The White House accused former Vice President Al Gore of hypocrisy Tuesday for his assertion that President Bush broke the law by eavesdropping on Americans without court approval.
“If Al Gore is going to be the voice of the Democrats on national security matters, we welcome it,” White House press secretary Scott McClellan said in a swipe at the Democrat, who lost the 2000 election to Bush only after the Supreme Court intervened.
Gore, in a speech Monday, called for an independent investigation of the administration program that he says broke the law by listening in — without warrants — on Americans suspected of talking with terrorists abroad.
Gore called the program, authorized by President Bush, “a threat to the very structure of our government” and charged that the administration acted without congressional authority and made a “direct assault” on a federal court set up to authorize requests to eavesdrop on Americans.
McClellan also said Sen. Hillary Clinton was “out of bounds” when she said Monday that the Bush administration was “one of the worst” in U.S. history and compared the Republican-controlled House of Representatives to a “plantation” where dissenting voices are squelched.
Asked about the criticism coming from the two high-profile Democrats on the same day, McClellan said, “Well, I think we know, one tends to like or enjoy grabbing headlines; the other one — sounds like the political season may be starting early.”
Clinton is running for re-election to the Senate this year and is a potential candidate for the 2008 presidential race.
Two new legal challenges
Meanwhile, two civil liberties groups — the American Civil Liberties Union and the Center for Constitutional Rights — filed federal lawsuits Tuesday seeking to block the eavesdropping program, which they called unconstitutional electronic surveillance of American citizens.

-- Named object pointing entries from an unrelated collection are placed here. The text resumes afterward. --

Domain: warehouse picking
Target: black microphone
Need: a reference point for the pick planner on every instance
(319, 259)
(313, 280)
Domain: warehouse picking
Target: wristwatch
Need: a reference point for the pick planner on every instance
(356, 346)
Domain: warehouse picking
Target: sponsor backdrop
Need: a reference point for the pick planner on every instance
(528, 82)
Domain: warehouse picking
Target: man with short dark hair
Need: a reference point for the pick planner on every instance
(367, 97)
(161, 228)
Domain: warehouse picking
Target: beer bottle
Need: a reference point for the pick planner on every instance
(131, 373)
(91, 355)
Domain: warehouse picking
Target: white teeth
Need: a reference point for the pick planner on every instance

McClellan said the Clinton-Gore administration had engaged in warrantless physical searches, and he cited an FBI search of the home of CIA turncoat Aldrich Ames without permission from a judge. He said Clinton’s deputy attorney general, Jamie Gorelick, had testified before Congress that the president had the inherent authority to engage in physical searches without warrants.

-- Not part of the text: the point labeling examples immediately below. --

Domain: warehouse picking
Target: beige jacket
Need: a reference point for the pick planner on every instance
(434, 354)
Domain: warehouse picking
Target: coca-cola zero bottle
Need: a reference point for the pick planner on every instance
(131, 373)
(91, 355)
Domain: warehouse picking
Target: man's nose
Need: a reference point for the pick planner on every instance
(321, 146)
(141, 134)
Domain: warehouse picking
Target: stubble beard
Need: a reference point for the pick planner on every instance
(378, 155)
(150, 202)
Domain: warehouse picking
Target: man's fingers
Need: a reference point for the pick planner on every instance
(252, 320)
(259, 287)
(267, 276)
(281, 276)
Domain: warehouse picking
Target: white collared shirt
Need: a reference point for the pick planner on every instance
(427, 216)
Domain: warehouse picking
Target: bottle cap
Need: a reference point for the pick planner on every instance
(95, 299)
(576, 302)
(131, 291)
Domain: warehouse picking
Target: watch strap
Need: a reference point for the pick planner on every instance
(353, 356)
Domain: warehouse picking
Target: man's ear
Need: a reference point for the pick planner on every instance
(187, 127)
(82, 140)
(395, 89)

“I think his hypocrisy knows no bounds,” McClellan said of Gore.
But at the time of the Ames search in 1993 and when Gorelick testified a year later, the Foreign Intelligence Surveillance Act required warrants for electronic surveillance for intelligence purposes, but did not cover physical searches. The law was changed to cover physical searches in 1995 under legislation that Clinton supported and signed.

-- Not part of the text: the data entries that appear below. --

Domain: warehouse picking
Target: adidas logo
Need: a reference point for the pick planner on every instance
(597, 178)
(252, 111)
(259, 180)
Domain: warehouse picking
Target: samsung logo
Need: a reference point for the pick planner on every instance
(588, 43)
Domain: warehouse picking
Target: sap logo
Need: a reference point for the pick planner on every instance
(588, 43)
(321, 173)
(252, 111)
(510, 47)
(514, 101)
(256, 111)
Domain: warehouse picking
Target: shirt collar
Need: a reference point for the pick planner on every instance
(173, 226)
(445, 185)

Attorney general weighs in
Gore said Attorney General Alberto Gonzales should name a special counsel to investigate the program, saying Gonzales had an “obvious conflict of interest” as a member of the Bush Cabinet as well as the nation’s top law enforcement officer.
Gonzales, who has agreed to testify publicly at a Senate hearing on the program, defended the surveillance on cable news talk shows Monday night.
“This program has been reviewed carefully by lawyers at the Department of Justice and other agencies,” Gonzales said on Fox News Channel’s “Hannity & Colmes.” “We firmly believe that this program is perfectly lawful. The president has the legal authority to authorize these kinds of programs.”
Gonzales cites inconsistencies
On CNN’s “Larry King Live,” Gonzales said Gore’s comments were inconsistent with Clinton administration policy.
“It’s my understanding that during the Clinton administration there was activity regarding physical searches without warrants,” Gonzales said. “I can also say it’s my understanding that the deputy attorney general testified before Congress that the president does have the inherent authority under the Constitution to engage in physical searches without a warrant. And so, those would certainly seem to be inconsistent with what the former vice president was saying today.”
“The Administration’s response to my speech illustrates perfectly the need for a special counsel to review the legality of the NSA wiretapping program,” Gore said in a statement on Tuesday. “The Attorney General is making a political defense of the president without even addressing the substantive legal questions that have so troubled millions of Americans.”
Gore added, “It is clearly wrong and disrespectful to the American people to allow a close political associate of the president to be in charge of reviewing serious charges against him.”
‘Breaking the law’
Gore said there is still much to learn about the domestic surveillance program, but that he already has drawn a conclusion about its legality.
“What we do know about this pervasive wiretapping virtually compels the conclusion that the president of the United States has been breaking the law repeatedly and insistently,” he said.
Bush has pointed to a congressional resolution passed after the attacks of Sept. 11, 2001, that authorized him to use force in the fight against terrorism as allowing him to order the program.
Gore, however, contended that Bush failed to convince Congress to support a domestic spying program, so he “secretly assumed that power anyway, as if congressional authorization was a useless bother.”
He said the spying program must be considered along with other administration actions as a constitutional power grab by the president. Gore cited imprisoning American citizens without charges in terrorism cases, mistreatment of prisoners — including torture — and seizure of individuals in foreign countries and delivering them to autocratic regimes “infamous for the cruelty of their techniques.”